Momentum. The Merriam-Webster dictionary defines momentum as, “Strength or force gained by motion or by a series of events.” Events like the men’s and women’s golf teams winning Summit League titles this spring, and softball winning its fifth straight conference championship and going on to notch another win in the NCAA Tournament. Events like the men’s and women’s track and field teams capturing Summit League titles yet again. The women’s track team has won a national-best 11 consecutive outdoor conference titles. The men aren’t far behind with nine straight league outdoor titles. Combined, the teams have 30 entries in the NCAA West Preliminary Rounds. As of this writing, the Bison baseball team beat Western Illinois in the league tournament, and remain in the running for an NCAA berth. For the second straight year, NDSU won the Summit League Commissioner’s Cup Trophy, which is presented annually to the school that collects the most combined points in relationship to placement in league-sponsored sports.

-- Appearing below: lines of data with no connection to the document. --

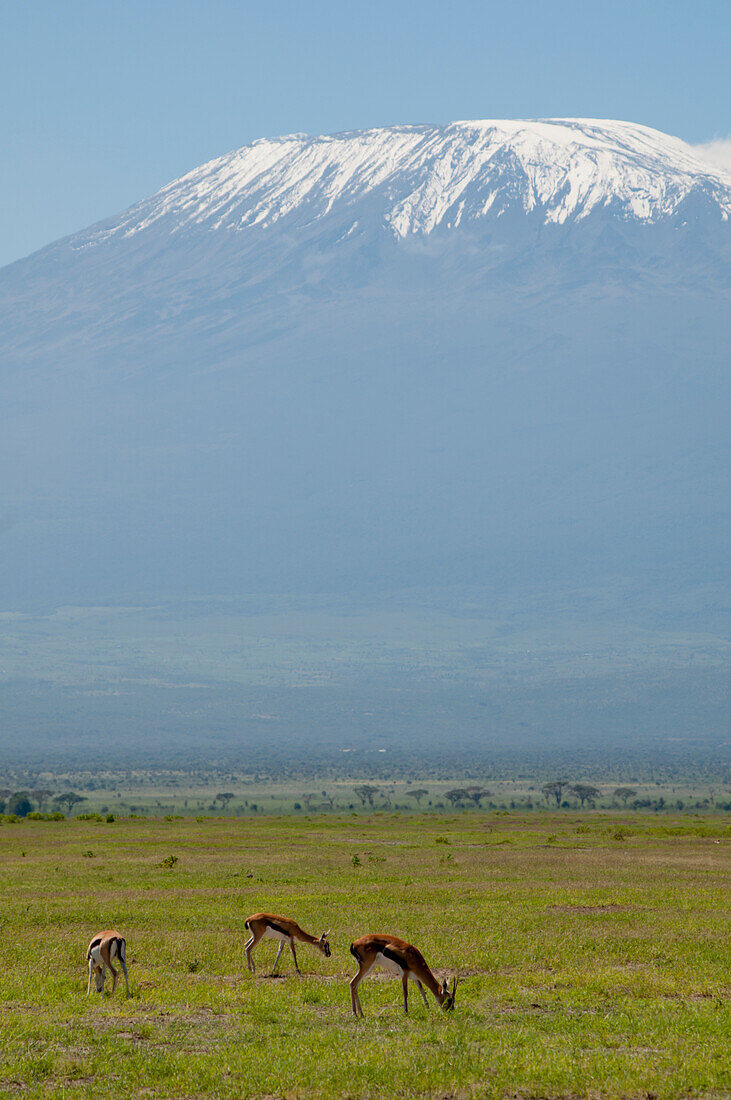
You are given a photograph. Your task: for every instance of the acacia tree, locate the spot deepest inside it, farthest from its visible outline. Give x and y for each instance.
(477, 793)
(554, 790)
(583, 791)
(69, 799)
(20, 803)
(41, 798)
(366, 793)
(456, 795)
(418, 793)
(624, 793)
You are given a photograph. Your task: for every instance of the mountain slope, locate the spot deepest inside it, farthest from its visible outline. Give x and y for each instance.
(411, 355)
(421, 178)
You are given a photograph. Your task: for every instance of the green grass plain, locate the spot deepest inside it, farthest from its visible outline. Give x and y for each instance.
(591, 948)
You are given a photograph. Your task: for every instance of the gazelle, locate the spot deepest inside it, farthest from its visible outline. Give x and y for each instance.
(103, 949)
(270, 926)
(401, 959)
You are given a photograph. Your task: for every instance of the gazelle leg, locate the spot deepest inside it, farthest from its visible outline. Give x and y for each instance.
(251, 944)
(126, 980)
(355, 981)
(276, 964)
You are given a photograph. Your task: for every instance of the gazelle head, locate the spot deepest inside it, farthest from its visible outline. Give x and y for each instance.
(447, 997)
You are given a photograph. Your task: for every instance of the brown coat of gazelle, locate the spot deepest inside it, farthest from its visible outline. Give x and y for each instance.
(401, 959)
(103, 949)
(270, 926)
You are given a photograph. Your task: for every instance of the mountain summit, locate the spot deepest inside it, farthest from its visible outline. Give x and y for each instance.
(408, 355)
(421, 178)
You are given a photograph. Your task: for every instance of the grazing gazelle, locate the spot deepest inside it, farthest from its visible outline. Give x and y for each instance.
(270, 926)
(399, 958)
(103, 949)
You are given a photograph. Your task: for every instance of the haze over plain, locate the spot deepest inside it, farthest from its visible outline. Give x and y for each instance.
(488, 359)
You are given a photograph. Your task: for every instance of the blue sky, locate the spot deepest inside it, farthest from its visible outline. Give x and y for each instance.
(101, 103)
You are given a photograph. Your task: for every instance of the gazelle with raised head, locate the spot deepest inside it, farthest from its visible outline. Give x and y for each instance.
(399, 958)
(270, 926)
(103, 949)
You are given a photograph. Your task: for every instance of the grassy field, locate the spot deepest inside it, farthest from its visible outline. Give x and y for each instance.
(593, 952)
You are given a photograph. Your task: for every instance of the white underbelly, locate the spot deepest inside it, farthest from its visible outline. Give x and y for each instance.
(273, 934)
(389, 965)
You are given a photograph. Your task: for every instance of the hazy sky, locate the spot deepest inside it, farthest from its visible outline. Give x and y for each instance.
(102, 102)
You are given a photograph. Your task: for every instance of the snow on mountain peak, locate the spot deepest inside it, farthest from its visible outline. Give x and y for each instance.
(414, 179)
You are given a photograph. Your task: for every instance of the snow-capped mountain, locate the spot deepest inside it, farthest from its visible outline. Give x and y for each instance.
(417, 179)
(409, 354)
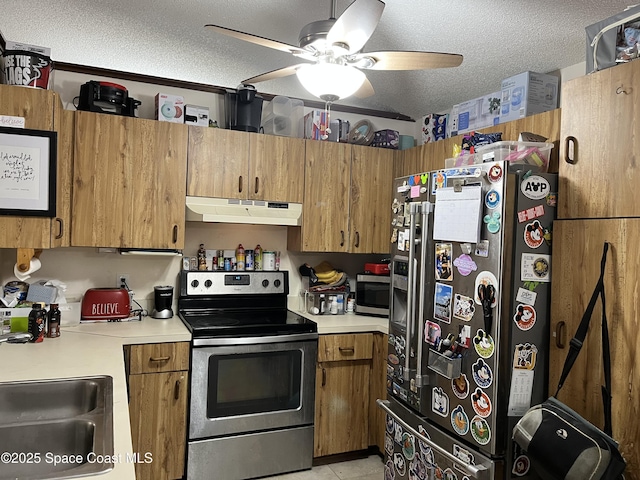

And, of course, the football program captured its sixth national championship in seven years in January. Rounding out the facilities triad, NDSU was given approval in May to start raising money for a $37.2 million indoor practice facility that can be used by all sports. Renderings of the practice facility can be viewed online using Adobe Spark. “One thing that has separated Bison Athletics from other institutions across the nation is our relentless commitment to excellence,” said Matt Larsen, NDSU’s director of athletics, of the new indoor practice facility that will be located just south of the Sanford Health Athletics Complex. “A critical component for our continued success is the addition of a permanent indoor practice facility.” There is no doubt, NDSU has the Big Mo on our side.
But, just as momentum can surge, as Bush and many other candidates can attest to, it can dissipate. Bush cautioned after his early 1980 success that his opponents would be after him, howling and yowling at his heels. Likewise, NDSU’s opponents are howling and yowling at our heels. Given our success across the board, the target is on our backs. Good. Let it motivate and push us to keep building on our momentum. Newton’s Second Law states that the rate of change of momentum is directly proportional to the resultant force applied and is in the direction of the resultant force. We’ve got Big Mo on our side. Let’s keep working to keep it there. Everybody up for Big Mo, the march is on!